Most people say that when women lift, they became too big. They mean it in a derogatory sense, but they need to know it's not going to happen. The women they see on stage at bodybuilding competitions with their double biceps are an extreme example. It's their job to do it if they want to win and the lengths they go to achieve that are far beyond what most people are capable of. If you watch your calories, eat healthily, and workout smart, you'll be fine.

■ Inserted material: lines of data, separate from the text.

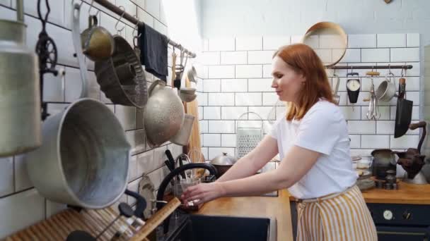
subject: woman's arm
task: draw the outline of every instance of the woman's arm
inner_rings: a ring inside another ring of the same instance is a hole
[[[293,146],[278,168],[262,174],[226,182],[190,187],[184,193],[185,202],[199,199],[203,203],[223,196],[260,194],[287,188],[298,182],[312,168],[320,153]]]
[[[252,151],[240,159],[217,182],[243,178],[255,174],[277,154],[276,139],[266,135]]]

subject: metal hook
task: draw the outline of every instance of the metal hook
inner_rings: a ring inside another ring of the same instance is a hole
[[[120,19],[118,19],[117,20],[117,23],[115,23],[115,30],[117,30],[117,32],[120,32],[124,30],[124,28],[125,27],[125,25],[124,25],[124,27],[122,27],[122,28],[120,30],[118,30],[118,28],[117,27],[118,26],[118,23],[120,23],[120,21],[122,19],[122,17],[124,16],[124,14],[125,13],[125,8],[123,7],[122,6],[120,6],[118,7],[118,8],[122,10],[122,14],[121,14],[121,17],[120,17]]]
[[[90,5],[90,8],[88,9],[88,15],[91,15],[91,8],[93,8],[93,4],[94,3],[94,0],[91,0],[91,4]],[[97,12],[94,15],[98,15],[100,12],[100,9],[97,9]]]
[[[137,23],[136,23],[136,25],[134,25],[134,28],[133,28],[133,32],[132,32],[132,35],[134,36],[134,32],[136,32],[136,30],[137,30],[137,25],[139,25],[139,23],[140,22],[140,20],[139,19],[139,18],[137,17],[136,15],[133,16],[133,17],[136,18],[136,19],[137,19]],[[142,35],[142,33],[141,32],[140,35],[139,35],[137,36],[137,37],[140,37],[140,36]]]
[[[74,6],[75,4],[75,0],[71,0],[71,6]],[[82,6],[82,4],[83,4],[83,1],[81,1],[81,4],[79,4],[79,6]]]

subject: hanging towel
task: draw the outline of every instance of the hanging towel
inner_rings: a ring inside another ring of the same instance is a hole
[[[144,23],[139,25],[138,36],[140,36],[140,60],[142,65],[145,66],[145,70],[166,81],[168,74],[167,37]]]

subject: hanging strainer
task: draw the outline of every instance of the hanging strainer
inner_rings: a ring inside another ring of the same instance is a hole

I took a break from my full-time job to be committed to powerlifting competitions when I was competing seriously. I won a gold medal in the 2015 Singapore Powerlifting Alliance's Under 48kg category, and broke a national record. The biggest takeaway for me was how much sacrifices I needed to make when competing.
CrossFit came much later, five years down the fitness road through a YouTube video. I used to train at a CrossFit box that brought training classes for budding trainers to Singapore, and I really wanted to learn more about it, so I signed up, even though it was pretty expensive.
Control is what I find rewarding about working out. In life, we tend to have quite little of that. When it comes to lifting weights, you need to exercise control if you want to improve. It gives me control over what I can achieve, and I don't have to answer to anyone else about my performance. It also makes me strong physically, which I appreciate.
When I was pregnant they found out I had a low-lying placenta in the first trimester, so I had to stop squatting, deadlifting or benching, which were the three lifts I loved the most. I tweaked my workouts to be more body-part specific, and I would listen to my body. If I felt tired, I did less. During my pregnancy term, I think I lifted around 10% of the weights I used to.
I only went back to the gym two months after I gave birth. The first thing I noticed was that I had zero core strength, and I couldn't do pull-ups. My lower back was weak, so I couldn't deadlift either. I still haven't built it up to what it was, but I'm slowly getting there.
I try to eat as clean as possible but sometimes I get caught off-guard. As a breastfeeding mother, you're hungry 24/7, and sometimes I grab whatever I can find. I try to avoid fried food and processed sugar though.
My current training routine isn't fixed, unlike my competition days. Now, I strive for activity. If I can train three times a week, I'm happy. Usually, I do functional movements, and I try to do full-body workouts in an hour.
People often ask me how I stay motivated. It's about finding the sport you can be passionate about. Lifting is not for everyone. Just be active, and never force yourself. That affects your motivation. Always do something you enjoy.